Exams won't tell us whether AI has reached 'peak intelligence'
Acing hard questions isn't the same as doing hard thinking
What is a gift?
Would you rather be a vampire or a zombie?
Improve the rules of any one sport.
Get your pen and paper out. You have three hours.
The Examination Fellowship at Oxford’s All Souls College is famous for the brevity and open-endedness of the questions in its two ‘general exams’. To succeed requires creativity, thoughtfulness, broad knowledge – and an ability to distil all of these into a fast, coherent response. As a result, it’s been dubbed the ‘hardest exam in the world’.
Or is it?
Experts and exams
Last week, ScaleAI and the Center for AI Safety announced a call for submissions for what they called ‘Humanity’s Last Exam’. They want people to submit questions – along with correct answers – that even the best artificial intelligence would currently struggle with. They say it is ‘a project aimed at measuring how close we are to achieving expert-level AI systems’.

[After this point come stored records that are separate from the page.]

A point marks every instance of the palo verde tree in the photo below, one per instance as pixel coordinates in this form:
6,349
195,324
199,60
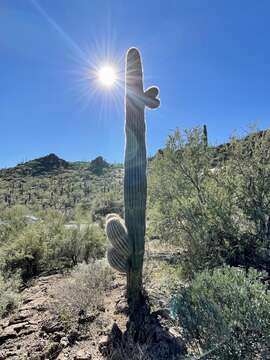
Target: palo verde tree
127,236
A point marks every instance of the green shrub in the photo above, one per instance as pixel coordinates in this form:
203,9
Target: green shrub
225,312
82,244
49,245
9,294
83,291
214,206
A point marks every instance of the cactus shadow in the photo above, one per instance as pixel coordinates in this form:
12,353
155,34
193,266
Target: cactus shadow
144,339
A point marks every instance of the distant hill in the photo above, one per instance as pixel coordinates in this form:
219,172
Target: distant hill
37,167
51,182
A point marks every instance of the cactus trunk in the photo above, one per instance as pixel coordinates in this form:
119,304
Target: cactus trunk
135,183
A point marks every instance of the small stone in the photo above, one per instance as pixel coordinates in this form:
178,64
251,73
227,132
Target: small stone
103,344
8,333
121,307
83,355
73,336
51,328
64,341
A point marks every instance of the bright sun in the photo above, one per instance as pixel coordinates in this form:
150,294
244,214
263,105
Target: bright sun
107,76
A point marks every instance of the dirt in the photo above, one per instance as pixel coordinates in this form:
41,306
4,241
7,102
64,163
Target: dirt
34,331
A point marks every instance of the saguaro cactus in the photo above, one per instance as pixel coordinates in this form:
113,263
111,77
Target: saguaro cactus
127,237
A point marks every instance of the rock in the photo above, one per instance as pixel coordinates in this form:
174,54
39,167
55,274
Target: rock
64,341
50,328
103,345
121,307
51,351
101,308
18,318
87,318
8,333
73,336
57,336
83,355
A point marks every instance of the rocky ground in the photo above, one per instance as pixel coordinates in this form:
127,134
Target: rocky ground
34,331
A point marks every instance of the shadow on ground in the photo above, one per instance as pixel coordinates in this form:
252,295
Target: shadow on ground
145,338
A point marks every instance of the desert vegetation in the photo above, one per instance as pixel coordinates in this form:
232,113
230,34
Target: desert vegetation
207,243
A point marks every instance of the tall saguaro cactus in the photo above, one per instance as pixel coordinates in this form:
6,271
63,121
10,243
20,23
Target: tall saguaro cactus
127,237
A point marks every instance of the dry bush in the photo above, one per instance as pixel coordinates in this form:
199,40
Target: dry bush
84,290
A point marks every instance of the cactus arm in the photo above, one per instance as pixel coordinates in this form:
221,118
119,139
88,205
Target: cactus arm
135,183
127,238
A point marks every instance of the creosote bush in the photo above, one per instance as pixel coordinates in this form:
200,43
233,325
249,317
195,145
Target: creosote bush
213,202
9,293
48,244
225,312
84,290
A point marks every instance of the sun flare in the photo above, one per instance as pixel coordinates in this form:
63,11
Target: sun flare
107,76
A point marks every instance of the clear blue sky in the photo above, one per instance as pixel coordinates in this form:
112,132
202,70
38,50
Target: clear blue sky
210,58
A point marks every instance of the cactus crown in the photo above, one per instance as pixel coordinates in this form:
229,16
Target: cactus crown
127,237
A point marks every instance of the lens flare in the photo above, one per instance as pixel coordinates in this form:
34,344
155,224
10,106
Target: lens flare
107,76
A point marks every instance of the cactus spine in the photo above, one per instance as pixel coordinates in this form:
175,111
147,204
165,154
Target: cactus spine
205,136
127,237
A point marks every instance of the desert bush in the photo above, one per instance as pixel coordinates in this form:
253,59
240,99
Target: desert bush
83,291
225,313
9,293
26,251
214,206
83,244
48,245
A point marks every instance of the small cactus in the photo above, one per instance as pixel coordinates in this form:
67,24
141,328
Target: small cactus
127,237
205,136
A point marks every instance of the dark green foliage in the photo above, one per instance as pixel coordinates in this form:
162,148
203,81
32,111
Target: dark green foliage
226,313
98,165
48,244
216,210
64,186
135,186
9,293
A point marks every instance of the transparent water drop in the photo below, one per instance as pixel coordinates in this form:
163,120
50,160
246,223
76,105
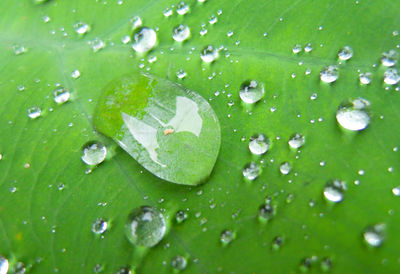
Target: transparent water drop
34,112
353,116
391,76
297,48
296,141
181,216
81,28
389,59
285,168
94,153
182,8
145,226
179,262
144,39
334,190
329,74
251,91
3,265
259,144
227,236
61,95
99,226
345,53
209,54
251,171
375,235
365,78
181,33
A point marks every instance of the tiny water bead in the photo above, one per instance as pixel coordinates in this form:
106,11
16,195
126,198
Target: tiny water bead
251,91
334,190
94,153
99,226
389,59
61,95
353,115
329,74
227,236
145,226
34,112
345,53
144,39
209,54
251,171
259,144
181,33
391,76
375,235
296,141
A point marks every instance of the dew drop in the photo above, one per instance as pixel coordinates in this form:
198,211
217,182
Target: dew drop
209,54
329,74
251,91
145,226
345,53
94,153
259,144
144,39
334,191
251,171
34,112
296,141
181,33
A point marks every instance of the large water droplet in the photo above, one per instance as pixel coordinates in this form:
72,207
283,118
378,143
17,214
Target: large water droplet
375,235
251,91
209,54
391,76
144,39
181,33
329,74
353,115
334,191
94,153
145,226
259,144
179,262
251,171
296,141
389,59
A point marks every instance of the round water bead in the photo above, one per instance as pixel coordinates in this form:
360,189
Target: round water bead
94,153
251,91
259,144
144,39
145,226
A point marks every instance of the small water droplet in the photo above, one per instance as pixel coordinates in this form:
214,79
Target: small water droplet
251,171
334,190
259,144
329,74
181,33
99,226
209,54
34,112
179,262
94,153
345,53
375,235
144,39
145,226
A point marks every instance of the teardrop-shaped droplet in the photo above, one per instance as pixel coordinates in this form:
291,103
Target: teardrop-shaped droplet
170,130
146,226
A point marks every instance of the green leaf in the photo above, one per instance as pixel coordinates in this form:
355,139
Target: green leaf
49,202
171,131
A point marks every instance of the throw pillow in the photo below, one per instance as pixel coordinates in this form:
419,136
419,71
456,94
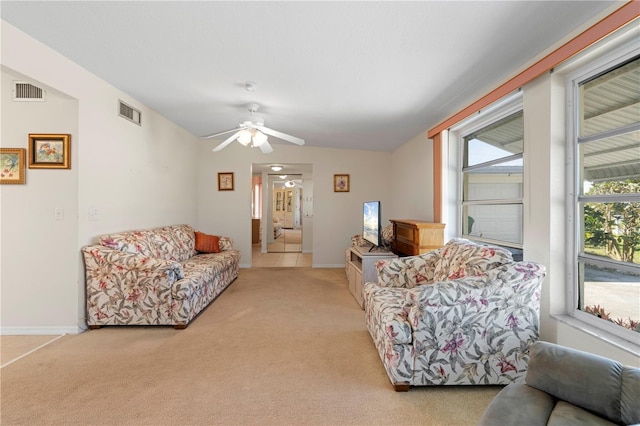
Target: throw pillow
207,243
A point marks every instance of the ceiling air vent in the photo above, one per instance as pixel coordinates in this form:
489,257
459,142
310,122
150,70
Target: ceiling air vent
27,92
130,113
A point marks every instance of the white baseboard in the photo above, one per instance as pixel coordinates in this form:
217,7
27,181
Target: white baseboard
39,331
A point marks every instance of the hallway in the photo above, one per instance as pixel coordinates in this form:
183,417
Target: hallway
298,260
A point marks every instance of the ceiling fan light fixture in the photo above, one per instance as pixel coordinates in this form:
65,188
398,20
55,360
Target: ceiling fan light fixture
259,138
245,137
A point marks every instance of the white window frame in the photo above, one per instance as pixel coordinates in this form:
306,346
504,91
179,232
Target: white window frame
605,329
503,108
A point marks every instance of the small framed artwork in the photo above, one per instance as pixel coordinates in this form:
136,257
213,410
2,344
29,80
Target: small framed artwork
12,165
49,151
340,183
225,181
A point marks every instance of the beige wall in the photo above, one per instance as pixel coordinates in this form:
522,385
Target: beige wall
336,215
134,176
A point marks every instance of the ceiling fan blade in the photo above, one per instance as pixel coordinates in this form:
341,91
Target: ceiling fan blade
266,148
280,135
227,141
221,133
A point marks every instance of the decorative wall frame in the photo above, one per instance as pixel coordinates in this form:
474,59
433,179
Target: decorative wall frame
49,151
340,183
225,181
12,165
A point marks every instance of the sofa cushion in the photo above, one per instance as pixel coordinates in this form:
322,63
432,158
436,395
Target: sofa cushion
533,407
207,243
564,414
387,309
460,258
174,242
559,371
136,242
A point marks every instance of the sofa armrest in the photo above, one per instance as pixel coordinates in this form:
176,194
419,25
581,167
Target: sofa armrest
518,404
226,243
98,257
604,387
477,330
407,272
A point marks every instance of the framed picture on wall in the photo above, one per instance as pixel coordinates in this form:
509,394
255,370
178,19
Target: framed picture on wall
340,183
225,181
12,162
49,151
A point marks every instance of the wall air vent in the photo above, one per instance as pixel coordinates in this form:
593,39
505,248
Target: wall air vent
27,92
130,113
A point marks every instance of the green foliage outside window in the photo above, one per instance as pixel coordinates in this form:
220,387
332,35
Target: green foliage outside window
614,227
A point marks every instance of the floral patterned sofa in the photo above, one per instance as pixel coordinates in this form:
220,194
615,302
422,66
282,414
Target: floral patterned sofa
156,276
464,314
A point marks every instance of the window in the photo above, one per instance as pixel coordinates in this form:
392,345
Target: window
604,157
491,168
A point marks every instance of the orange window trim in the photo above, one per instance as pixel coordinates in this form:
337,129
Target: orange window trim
606,26
619,18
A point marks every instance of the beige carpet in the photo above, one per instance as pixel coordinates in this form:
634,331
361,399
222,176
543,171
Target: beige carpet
290,241
281,346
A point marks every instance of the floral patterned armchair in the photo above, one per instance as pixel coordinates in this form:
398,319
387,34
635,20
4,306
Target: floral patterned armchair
464,314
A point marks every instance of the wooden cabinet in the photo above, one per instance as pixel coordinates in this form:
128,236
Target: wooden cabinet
413,237
360,268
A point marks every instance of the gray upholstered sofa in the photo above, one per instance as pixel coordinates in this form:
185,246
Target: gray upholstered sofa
568,387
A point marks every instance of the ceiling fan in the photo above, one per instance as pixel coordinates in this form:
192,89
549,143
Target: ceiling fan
253,133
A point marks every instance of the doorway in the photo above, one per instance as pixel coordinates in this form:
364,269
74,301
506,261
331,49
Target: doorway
287,232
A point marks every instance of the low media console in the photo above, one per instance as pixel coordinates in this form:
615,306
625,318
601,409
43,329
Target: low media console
361,268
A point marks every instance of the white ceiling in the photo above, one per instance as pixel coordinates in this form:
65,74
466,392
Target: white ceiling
362,75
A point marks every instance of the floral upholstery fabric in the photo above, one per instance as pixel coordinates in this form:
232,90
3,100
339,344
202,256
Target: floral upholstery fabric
466,331
154,277
407,272
461,258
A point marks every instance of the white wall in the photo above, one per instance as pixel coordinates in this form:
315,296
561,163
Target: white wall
39,257
337,216
411,174
135,176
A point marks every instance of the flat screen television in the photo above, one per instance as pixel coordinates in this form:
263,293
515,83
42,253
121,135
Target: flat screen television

In recent years, AI has become better and better at passing common exams. AI has even made progress on particularly challenging questions. In July this year, DeepMind’s AlphaProof got the equivalent of a Silver Medal at the International Mathematics Olympiad, the premier competition for pre-university mathematics students. One of the questions AlphaProof got right was only solved correctly by five of the human competitors.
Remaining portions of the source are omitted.